According to the SEC's order, a backtest must utilize actual data from the time period in order to get an accurate result. Lucia and RJL have admitted during the SEC's investigation that the only testing they actually performed were some calculations that Lucia made in the late 1990s -- copies of which no longer exist -- and two two-page spreadsheets.

According to the SEC's order, the two cursory spreadsheets that Lucia claims were backtests used a hypothetical 3 percent inflation rate even though this was lower than actual historical rates. Lucia admittedly knew that using the lower hypothetical inflation rate would make the results look more favorable for the Buckets of Money strategy. These alleged backtests also failed to account for the negative effect that the deduction of advisory fees would have had on the backtesting of their investment strategy, and their "backtesting" did not even allocate in the manner called for by Lucia's Buckets of Money strategy.  The slideshow presentation that Lucia and RJL used during the seminars failed to disclose the flaws in their alleged backtests and was materially misleading.
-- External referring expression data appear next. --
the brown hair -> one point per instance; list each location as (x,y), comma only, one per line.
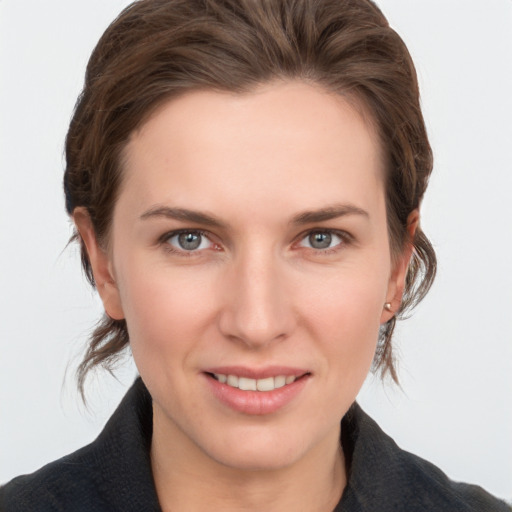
(158,49)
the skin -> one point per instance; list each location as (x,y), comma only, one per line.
(255,293)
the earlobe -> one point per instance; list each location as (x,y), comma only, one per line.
(100,263)
(396,284)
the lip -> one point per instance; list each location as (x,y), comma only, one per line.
(258,373)
(256,403)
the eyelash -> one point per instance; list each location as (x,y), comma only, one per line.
(346,239)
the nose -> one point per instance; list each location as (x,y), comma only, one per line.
(257,310)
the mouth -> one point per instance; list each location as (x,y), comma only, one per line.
(263,385)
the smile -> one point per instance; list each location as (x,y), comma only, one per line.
(247,384)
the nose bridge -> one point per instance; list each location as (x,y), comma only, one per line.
(257,311)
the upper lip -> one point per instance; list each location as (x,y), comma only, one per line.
(257,373)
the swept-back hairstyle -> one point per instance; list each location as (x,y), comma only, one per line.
(158,49)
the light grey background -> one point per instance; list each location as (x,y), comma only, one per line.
(455,353)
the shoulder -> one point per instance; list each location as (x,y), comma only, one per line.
(111,474)
(386,478)
(66,484)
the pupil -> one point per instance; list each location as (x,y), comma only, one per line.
(189,241)
(320,240)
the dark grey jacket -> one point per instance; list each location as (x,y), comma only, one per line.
(113,474)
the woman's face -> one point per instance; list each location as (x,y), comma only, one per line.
(249,244)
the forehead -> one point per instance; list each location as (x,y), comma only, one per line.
(292,142)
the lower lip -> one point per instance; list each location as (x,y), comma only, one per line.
(256,402)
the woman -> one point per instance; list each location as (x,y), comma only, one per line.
(245,180)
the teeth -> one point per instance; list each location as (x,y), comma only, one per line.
(246,384)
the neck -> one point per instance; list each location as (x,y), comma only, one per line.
(190,481)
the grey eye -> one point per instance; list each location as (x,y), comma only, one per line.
(189,241)
(320,240)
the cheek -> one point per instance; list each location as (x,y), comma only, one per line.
(345,318)
(165,311)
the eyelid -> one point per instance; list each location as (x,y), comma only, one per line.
(164,241)
(346,239)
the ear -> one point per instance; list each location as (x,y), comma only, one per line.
(100,263)
(396,283)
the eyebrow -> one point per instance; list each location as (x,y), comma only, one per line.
(183,214)
(307,217)
(328,213)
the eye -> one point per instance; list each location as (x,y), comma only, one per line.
(188,241)
(321,240)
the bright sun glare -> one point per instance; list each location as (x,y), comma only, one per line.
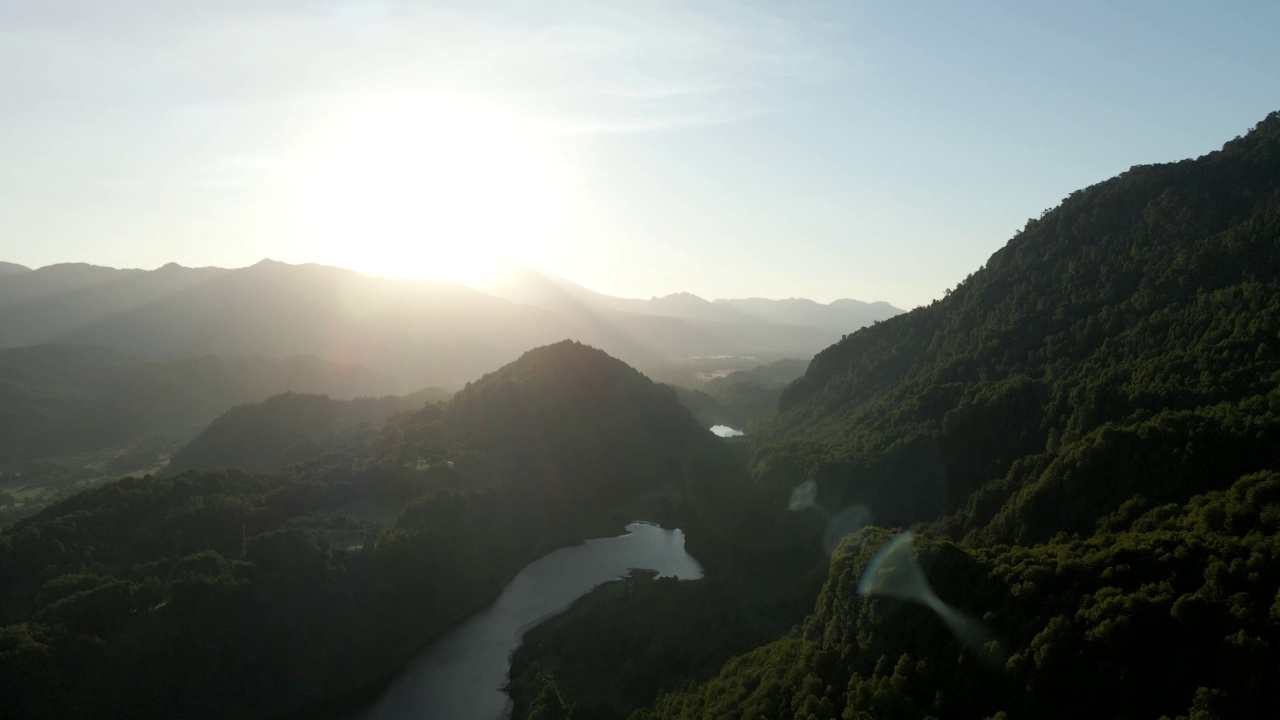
(443,190)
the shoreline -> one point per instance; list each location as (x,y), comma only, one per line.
(350,703)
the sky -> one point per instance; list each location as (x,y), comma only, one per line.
(876,150)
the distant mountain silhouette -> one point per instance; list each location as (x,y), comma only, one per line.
(686,324)
(419,331)
(73,399)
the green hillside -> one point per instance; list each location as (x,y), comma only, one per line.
(287,428)
(1083,434)
(1121,345)
(264,593)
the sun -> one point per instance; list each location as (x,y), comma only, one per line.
(435,188)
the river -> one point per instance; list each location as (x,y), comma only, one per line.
(460,677)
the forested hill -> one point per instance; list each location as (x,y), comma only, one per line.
(1093,418)
(288,428)
(215,593)
(1123,343)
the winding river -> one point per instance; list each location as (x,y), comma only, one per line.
(461,675)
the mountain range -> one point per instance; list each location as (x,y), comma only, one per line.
(420,332)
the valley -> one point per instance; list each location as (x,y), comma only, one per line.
(298,491)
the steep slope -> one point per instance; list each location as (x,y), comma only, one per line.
(1173,616)
(69,399)
(263,593)
(1121,345)
(1097,406)
(287,428)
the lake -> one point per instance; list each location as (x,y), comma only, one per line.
(725,431)
(460,675)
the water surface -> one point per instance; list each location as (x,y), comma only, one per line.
(460,675)
(725,431)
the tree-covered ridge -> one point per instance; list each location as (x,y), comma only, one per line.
(287,428)
(1138,318)
(1173,614)
(261,593)
(59,399)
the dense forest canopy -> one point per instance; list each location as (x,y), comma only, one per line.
(265,592)
(1082,438)
(1084,434)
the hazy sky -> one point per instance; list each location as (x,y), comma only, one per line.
(874,150)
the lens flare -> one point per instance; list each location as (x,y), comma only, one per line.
(895,573)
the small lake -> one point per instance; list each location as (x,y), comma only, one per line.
(460,675)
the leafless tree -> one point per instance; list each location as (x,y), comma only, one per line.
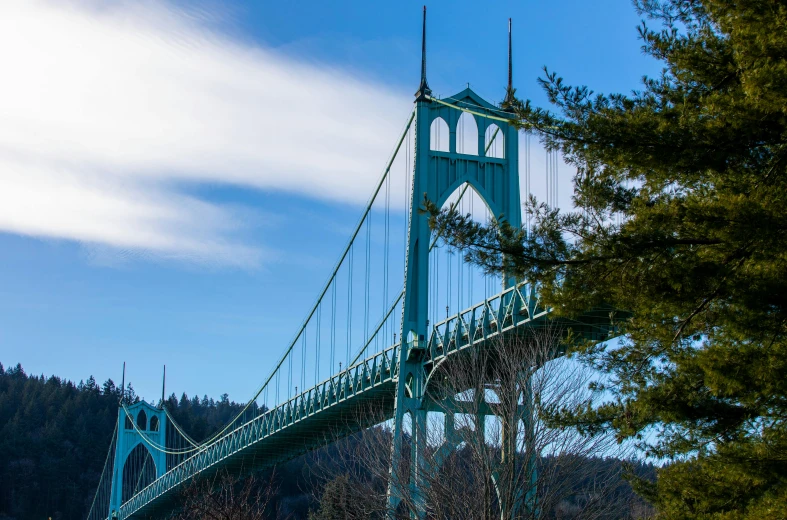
(228,497)
(491,452)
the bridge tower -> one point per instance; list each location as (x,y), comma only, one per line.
(437,174)
(139,457)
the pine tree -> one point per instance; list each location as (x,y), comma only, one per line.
(682,190)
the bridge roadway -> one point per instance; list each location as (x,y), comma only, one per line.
(341,404)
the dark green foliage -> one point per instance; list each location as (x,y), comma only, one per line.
(695,164)
(338,502)
(54,437)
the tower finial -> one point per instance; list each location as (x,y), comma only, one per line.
(510,67)
(423,88)
(510,87)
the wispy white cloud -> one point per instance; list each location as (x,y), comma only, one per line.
(108,110)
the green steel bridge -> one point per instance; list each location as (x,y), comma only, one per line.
(449,147)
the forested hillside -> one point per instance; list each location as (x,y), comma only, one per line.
(54,436)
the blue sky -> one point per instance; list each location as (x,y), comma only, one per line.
(178,179)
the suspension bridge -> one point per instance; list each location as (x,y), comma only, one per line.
(395,306)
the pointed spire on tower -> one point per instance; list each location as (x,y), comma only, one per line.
(423,88)
(510,88)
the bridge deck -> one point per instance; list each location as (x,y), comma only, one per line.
(340,405)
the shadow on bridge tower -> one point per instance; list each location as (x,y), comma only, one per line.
(140,451)
(438,172)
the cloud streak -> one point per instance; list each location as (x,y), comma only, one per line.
(110,111)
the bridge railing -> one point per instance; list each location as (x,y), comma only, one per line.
(497,314)
(371,372)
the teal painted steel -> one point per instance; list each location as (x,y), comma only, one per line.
(397,378)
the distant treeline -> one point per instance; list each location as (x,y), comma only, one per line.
(54,436)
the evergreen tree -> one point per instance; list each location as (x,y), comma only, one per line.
(336,502)
(682,222)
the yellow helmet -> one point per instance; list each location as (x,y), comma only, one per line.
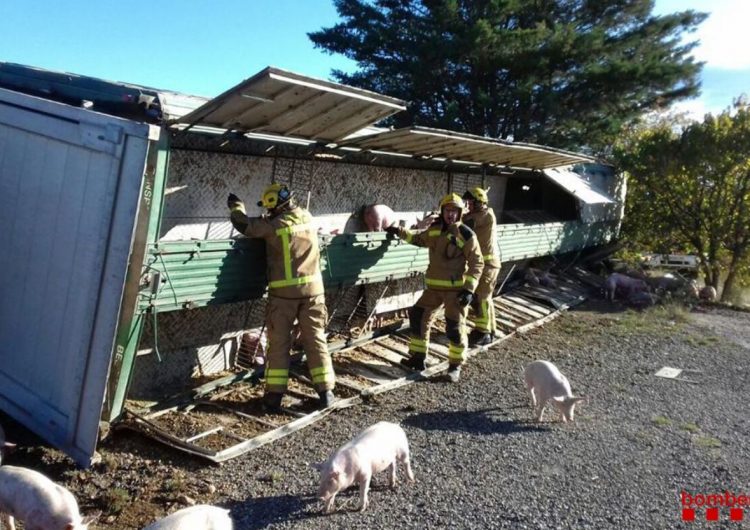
(275,195)
(452,199)
(477,194)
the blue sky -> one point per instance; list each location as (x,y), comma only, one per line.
(204,47)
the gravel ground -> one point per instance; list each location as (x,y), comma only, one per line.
(480,463)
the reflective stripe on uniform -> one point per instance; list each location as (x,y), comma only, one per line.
(294,281)
(418,345)
(432,282)
(470,281)
(284,234)
(455,352)
(322,374)
(277,376)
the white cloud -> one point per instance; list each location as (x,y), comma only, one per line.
(724,36)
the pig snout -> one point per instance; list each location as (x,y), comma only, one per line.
(378,217)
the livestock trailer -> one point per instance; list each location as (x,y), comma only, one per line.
(122,277)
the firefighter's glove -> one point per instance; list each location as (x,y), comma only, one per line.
(392,231)
(233,201)
(465,297)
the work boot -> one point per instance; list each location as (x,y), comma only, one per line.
(272,402)
(483,339)
(326,399)
(415,362)
(454,373)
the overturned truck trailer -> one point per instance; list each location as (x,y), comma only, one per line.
(123,278)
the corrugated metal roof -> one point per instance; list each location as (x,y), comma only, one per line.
(577,186)
(437,143)
(280,102)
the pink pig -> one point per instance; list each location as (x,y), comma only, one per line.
(378,217)
(375,449)
(41,504)
(199,517)
(545,382)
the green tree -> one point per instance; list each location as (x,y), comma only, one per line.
(566,73)
(689,190)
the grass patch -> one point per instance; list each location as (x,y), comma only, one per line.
(115,500)
(689,427)
(708,442)
(661,421)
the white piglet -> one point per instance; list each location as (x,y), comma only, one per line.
(199,517)
(545,383)
(29,496)
(379,447)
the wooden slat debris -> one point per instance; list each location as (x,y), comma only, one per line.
(367,366)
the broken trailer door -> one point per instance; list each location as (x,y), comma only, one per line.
(70,186)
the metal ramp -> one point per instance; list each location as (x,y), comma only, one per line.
(224,419)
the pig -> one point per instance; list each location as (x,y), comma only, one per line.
(29,496)
(623,285)
(5,446)
(378,447)
(198,517)
(378,217)
(708,293)
(545,382)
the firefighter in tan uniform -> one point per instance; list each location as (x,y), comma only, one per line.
(482,220)
(295,290)
(451,278)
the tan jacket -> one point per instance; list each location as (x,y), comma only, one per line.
(292,254)
(484,225)
(455,258)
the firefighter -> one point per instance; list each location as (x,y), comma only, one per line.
(295,290)
(482,220)
(451,278)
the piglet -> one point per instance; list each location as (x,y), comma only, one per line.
(623,285)
(378,217)
(708,293)
(375,449)
(198,517)
(41,504)
(5,446)
(545,382)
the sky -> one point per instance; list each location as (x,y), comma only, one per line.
(205,47)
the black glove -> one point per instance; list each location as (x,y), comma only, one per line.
(465,297)
(233,200)
(392,230)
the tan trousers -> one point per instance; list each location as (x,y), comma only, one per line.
(312,316)
(483,310)
(422,315)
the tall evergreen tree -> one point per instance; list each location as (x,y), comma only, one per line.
(567,73)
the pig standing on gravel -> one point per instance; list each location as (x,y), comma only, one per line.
(545,382)
(623,285)
(199,517)
(378,447)
(378,217)
(41,504)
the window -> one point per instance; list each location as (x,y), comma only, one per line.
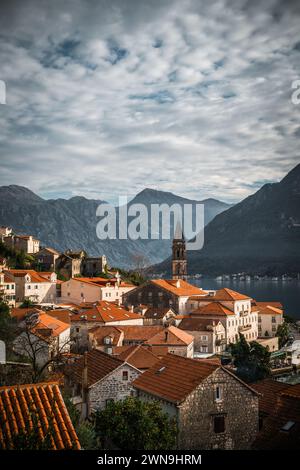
(219,424)
(218,393)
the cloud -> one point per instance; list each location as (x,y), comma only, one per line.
(106,98)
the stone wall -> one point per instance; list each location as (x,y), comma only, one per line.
(239,406)
(151,295)
(112,387)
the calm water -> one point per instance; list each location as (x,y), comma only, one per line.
(286,292)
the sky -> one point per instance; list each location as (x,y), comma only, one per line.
(107,97)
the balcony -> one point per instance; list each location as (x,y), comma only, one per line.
(220,342)
(243,328)
(244,313)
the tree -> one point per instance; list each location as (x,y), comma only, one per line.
(135,425)
(41,350)
(85,430)
(282,333)
(8,326)
(252,360)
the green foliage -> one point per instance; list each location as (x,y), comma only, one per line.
(8,327)
(132,277)
(282,333)
(84,430)
(27,303)
(252,360)
(15,258)
(135,425)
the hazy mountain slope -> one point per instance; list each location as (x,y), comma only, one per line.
(71,223)
(260,234)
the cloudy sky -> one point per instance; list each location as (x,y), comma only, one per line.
(108,97)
According to the SEC's order, Lucia and RJL also failed to maintain adequate records of the backtesting as they were required to do under an SEC rule. The pair of two-page spreadsheets was the only documentation of their backtesting calculations, and those spreadsheets failed to duplicate their advertised investment strategy.

The SEC's order finds that RJL violated the Investment Advisers Act of 1940. The SEC's Division of Enforcement is seeking financial penalties and other remedial action in the proceedings.